Two & Two: a study of how an individual dedicated to the truth can live in a police state society

Babak Anvari, “Two & Two ” (2011)

Notable for its minimal grey and dreary setting which throws all the audience’s attention onto the dialogue, the plot and the film’s themes, “2 + 2 =5” is a mini-study of repressive totalitarian government. Somewhere in Iran, in a boys’ school a brusque male school-teacher (Bijan Daneshmand) enters a grimy classroom where twelve young students are already seated. Through an intercom on the wall next to the blackboard, the headmaster’s voice admonishes the students that changes are a-foot and they are to obey their teacher without question. The teacher then writes 2 + 2 = 5 on the blackboard and compels the students to repeat what he has written several times over. Two boys object, saying that 2 + 2 = 4: the first boy is quickly put in his place by the teacher but the second student stands his ground bravely. Three senior boys are brought into the classroom to intimidate the student as he continues to assert that 2 + 2 =4. He is eventually brought down by imaginary machine-gun fire from the seniors, as if before a firing squad, and the other boys are horrified at the carnage. As the senior boys drag out the boy, the remaining boys are forced to repeat continuously after the teacher that 2 + 2 = 5 and to write down that sum. However the constant repetition cannot pry into one boy’s mind no matter how many times the repetition is bashed into his brain.

For such a short film, obviously made on the proverbial shoe-string budget, the plotting is deeply affecting as a student is forced to decide between pursuing the truth and blind conformity to the values of a virtual police state. The drab appearance of the classroom and the clothes worn by the boys emphasise their lack of individuality. The older students are clearly a metaphor for the security forces who enforce arbitrary laws, themselves often drawn from the society they are to police with brutal violence. Close-ups are frequently used to differentiate one boy from the next and to reveal their individual natures. Throughout the film the defiant student is subjected to harassment from the teachers and the senior students, and wins no support from his fellow classmates. After his death, the teacher dismisses him as rubbish and proceeds to drum the New Mathematics into his students over and over. However much he gains in outward loyalty though, his lesson has little effect on some students who decide for themselves what to believe.

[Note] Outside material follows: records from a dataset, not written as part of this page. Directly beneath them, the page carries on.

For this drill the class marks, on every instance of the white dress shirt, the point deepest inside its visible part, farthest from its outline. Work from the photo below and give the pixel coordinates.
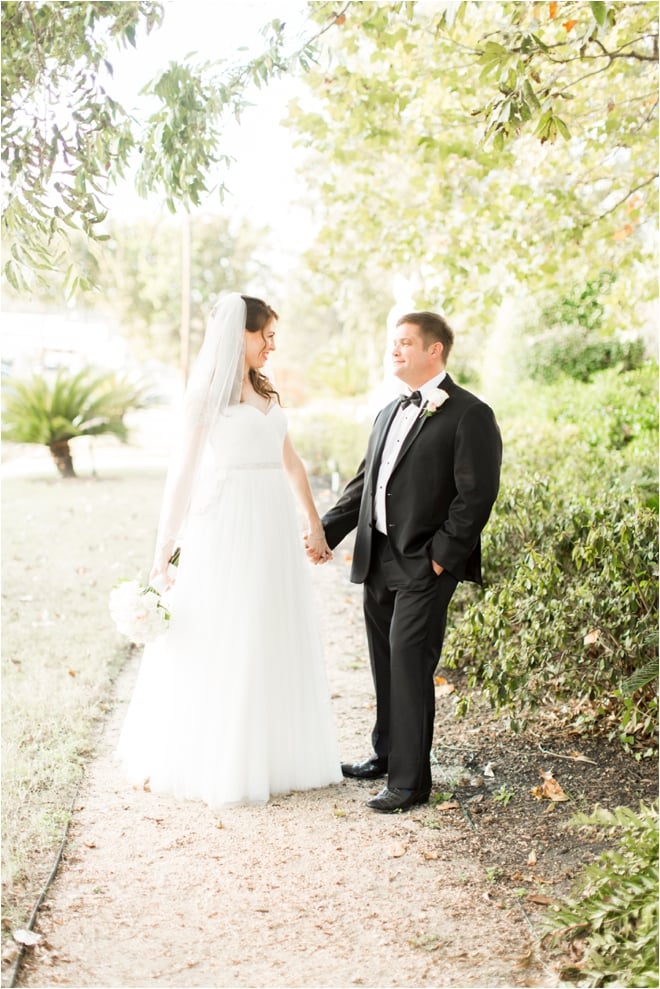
(401, 425)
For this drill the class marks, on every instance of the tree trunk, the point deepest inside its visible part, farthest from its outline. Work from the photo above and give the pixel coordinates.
(61, 454)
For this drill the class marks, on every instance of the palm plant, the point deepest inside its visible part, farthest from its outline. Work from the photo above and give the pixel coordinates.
(89, 403)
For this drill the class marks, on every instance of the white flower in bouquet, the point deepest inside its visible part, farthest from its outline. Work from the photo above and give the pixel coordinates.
(139, 612)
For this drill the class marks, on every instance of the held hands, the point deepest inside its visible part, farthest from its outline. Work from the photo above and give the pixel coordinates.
(316, 546)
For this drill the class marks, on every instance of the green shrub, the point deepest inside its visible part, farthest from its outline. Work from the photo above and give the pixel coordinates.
(613, 913)
(578, 354)
(49, 412)
(576, 619)
(330, 444)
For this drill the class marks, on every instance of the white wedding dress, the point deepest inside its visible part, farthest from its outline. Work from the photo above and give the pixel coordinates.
(232, 703)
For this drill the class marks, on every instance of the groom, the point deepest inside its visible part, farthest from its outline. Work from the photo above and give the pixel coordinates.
(420, 500)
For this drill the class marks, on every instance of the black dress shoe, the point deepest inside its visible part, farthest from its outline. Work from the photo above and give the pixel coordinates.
(370, 769)
(388, 800)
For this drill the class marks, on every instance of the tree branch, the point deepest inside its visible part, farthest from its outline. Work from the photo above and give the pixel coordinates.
(631, 192)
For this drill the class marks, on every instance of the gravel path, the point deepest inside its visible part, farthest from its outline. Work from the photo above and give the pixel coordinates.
(312, 889)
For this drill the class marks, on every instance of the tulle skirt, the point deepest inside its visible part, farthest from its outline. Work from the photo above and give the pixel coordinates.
(232, 704)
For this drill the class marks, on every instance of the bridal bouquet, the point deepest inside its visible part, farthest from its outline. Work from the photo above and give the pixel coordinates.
(138, 611)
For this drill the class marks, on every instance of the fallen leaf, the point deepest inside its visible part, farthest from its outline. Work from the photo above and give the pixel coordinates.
(27, 938)
(549, 789)
(448, 805)
(580, 757)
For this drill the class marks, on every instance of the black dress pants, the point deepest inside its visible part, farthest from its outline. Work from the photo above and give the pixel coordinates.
(405, 630)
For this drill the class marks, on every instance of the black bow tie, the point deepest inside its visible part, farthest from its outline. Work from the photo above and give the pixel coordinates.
(415, 398)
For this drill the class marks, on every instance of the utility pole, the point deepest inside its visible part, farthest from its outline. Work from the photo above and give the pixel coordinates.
(185, 296)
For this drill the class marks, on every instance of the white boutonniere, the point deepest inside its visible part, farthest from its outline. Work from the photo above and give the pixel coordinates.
(434, 402)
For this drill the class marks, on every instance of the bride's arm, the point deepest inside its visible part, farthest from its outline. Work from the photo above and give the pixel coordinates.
(315, 536)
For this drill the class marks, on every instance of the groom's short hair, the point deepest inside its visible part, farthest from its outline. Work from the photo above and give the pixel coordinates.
(432, 327)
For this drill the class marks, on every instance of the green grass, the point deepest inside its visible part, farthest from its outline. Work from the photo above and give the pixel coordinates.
(64, 545)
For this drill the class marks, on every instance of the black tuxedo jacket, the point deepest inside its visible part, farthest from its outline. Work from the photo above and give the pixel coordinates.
(439, 496)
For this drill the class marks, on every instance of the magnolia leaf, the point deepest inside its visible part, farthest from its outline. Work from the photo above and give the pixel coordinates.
(549, 789)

The film addresses the question of how an individual with inner integrity and clear values can exist in a dysfunctional society that demands absolute obedience to its ideals and ideologies. How is one to pursue the truth, and what value does truth have in a society that spurns it? Once the truth has been found, how is one then to spread it and make others aware in the face of continuous lying and suppression of the truth? These are all intriguing questions for viewers to consider.